Analysis for NEM
- 📈 Growth — 29/30
- 💰 Profitability — 18/20
- 🏦 Financial Health — 19/20
- 💵 Valuation — 14/20
- ⚠️ Risk — 3/10
Summary:
📈 Growth & Financial Trajectory
Over eight quarters, revenue rose from about $4.02B (Q1 2024) to $7.31B (Q1 2026), an ~83% gain. Net income attributable to parent grew from about $0.19B to $3.26B, with prints trending higher through 2025 and into 2026, signaling a sustained earnings ramp alongside the revenue expansion.
💰 Margins & Cash Flow
Operating margins have been robust, with Q1 2026 showing a strong operating income of $4.47B on $7.31B revenues (~61%). Cash flow from operations reinforced strength, rising to $3.785B in Q1 2026, while investing cash flow remained negative as typical for a capital-intensive miner. Net financing cash flows fluctuated but the company demonstrated positive operating leverage amid improving profitability.

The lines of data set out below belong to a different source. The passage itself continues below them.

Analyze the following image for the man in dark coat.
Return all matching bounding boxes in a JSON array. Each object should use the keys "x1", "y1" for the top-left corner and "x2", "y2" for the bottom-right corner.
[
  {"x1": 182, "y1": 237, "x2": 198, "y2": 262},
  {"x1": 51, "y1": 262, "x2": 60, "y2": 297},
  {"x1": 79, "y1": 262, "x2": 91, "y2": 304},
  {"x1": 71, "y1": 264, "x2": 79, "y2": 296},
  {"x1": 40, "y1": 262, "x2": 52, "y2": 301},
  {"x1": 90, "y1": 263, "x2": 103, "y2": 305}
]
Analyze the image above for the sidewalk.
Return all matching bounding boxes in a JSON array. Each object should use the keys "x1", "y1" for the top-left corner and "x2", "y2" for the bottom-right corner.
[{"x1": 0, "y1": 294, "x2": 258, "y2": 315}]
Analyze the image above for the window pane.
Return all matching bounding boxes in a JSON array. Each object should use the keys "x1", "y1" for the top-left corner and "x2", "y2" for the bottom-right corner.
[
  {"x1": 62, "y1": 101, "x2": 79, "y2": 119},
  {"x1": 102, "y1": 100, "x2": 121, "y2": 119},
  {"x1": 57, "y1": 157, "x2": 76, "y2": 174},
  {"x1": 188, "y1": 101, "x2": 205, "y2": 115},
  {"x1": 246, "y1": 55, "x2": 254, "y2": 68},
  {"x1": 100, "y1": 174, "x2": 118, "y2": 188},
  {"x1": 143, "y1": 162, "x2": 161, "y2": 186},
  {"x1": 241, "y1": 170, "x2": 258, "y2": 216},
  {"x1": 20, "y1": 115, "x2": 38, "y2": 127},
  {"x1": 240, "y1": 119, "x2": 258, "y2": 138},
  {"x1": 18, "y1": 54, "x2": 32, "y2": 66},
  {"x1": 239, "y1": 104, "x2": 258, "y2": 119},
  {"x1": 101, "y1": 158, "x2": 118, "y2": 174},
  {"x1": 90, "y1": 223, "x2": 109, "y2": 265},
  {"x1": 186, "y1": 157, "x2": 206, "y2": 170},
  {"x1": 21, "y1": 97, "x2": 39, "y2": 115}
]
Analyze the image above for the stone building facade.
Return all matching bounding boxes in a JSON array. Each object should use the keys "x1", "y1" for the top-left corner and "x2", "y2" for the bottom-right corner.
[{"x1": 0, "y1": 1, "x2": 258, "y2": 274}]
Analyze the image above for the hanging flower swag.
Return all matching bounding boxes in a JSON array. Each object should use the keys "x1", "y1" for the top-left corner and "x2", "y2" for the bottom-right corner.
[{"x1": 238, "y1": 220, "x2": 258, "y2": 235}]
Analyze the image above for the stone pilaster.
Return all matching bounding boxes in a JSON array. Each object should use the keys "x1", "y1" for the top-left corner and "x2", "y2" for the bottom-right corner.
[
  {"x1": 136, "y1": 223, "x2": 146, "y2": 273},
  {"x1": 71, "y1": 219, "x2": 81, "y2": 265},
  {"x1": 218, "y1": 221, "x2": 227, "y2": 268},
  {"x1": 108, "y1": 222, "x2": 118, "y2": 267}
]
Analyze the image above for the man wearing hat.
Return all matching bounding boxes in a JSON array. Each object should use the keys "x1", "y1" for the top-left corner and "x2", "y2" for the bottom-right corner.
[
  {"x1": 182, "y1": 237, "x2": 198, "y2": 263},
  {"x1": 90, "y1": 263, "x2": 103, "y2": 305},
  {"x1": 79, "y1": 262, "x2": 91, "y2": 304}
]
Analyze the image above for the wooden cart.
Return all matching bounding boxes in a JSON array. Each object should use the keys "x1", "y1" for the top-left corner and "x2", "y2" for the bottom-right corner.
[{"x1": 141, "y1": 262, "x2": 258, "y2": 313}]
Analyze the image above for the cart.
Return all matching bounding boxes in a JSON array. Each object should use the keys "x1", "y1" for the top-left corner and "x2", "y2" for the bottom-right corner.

🛡️ Balance Sheet & Liquidity
Balance-sheet indicators remained solid: total assets around $55–57B, liabilities near $22–23B, and equity approximately $33–35B across quarters. Long-term debt hovered around $5–8B, with current assets/liabilities indicating liquidity above 2x (e.g., Q1 2026: current assets $13.51B vs current liabilities $5.53B). Resilience is supported by a strong equity base and manageable leverage.
⚠️ Key Drivers & Risks
- Drivers: rising mining volumes/throughput, favorable operating leverage, and commodity price backdrop (gold-focused exposure).
- Risks: commodity price volatility, cyclicality in mining, regulatory/environmental factors, and sensitivity to FX or capex swings.